- The Washington Times - Wednesday, June 4, 2003

In a widely noted speech transmitted by satellite to a meeting of private bankers in Berlin Tuesday, Federal Reserve Chairman Alan Greenspan cited several economic indicators he said should propel growth in the near future. Those included falling oil prices, fast-rising consumer confidence, recent strong gains in the stock market, falling medium- and long-term interest rates and well-timed tax cuts that Congress passed last month.

While noting that “the economy did weaken in March and April,” the Fed chairman asserted that data from May to date suggests that it stabilized. Nevertheless, Mr. Greenspan acknowledged that no “major evidence” confirms that U.S. economic growth has yet begun to accelerate. Mr. Greenspan did reiterate the fact that the Fed was still concerned about the “very low probability” of “corrosive deflation” possibly sending the economy spiraling downward. Under these circumstances, Mr. Greenspan strongly hinted that the Fed “would be far more inclined, as we have been over the last couple of years, to be taking out insurance against economic weakness” by further reducing short-term interest rates.

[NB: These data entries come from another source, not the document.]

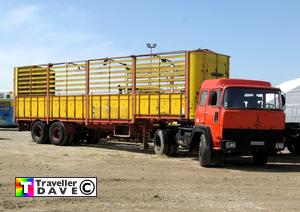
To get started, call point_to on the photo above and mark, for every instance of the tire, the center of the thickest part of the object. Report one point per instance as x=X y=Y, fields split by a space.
x=39 y=132
x=260 y=158
x=205 y=153
x=161 y=145
x=58 y=134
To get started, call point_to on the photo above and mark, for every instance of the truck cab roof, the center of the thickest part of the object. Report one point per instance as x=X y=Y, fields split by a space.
x=224 y=82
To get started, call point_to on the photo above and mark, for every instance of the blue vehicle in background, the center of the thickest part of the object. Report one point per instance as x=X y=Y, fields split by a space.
x=7 y=109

The Fed’s monetary policy-making committee meets in less than three weeks.

At the same meeting in Berlin, Wim Duisenberg, the president of the European Central Bank (ECB), which sets short-term interest rates for the 12-nation eurozone, also strongly hinted that the ECB would finally lower its benchmark interest rate today. With unemployment approaching 9 percent in the growth-starved eurozone and deflationary pressures intensifying as a result of the euro’s recent appreciation, the ECB would do well to lower its target rate by at least half a percentage point to 2 percent.

Regarding the tax cut that President Bush pushed through Congress late last month, Mr. Greenspan, who earlier worried whether the measure could be properly timed, said, “I have to admit that fortuitously this particular cut in taxes is happening at the right time.” Mr. Greenspan favorably observed that the short-term fiscal boost “will create a fairly marked increase in after-tax income in the third quarter.” Given that the Fed is soon likely to make monetary policy more expansionary, his cautious optimism may prove to be well-placed.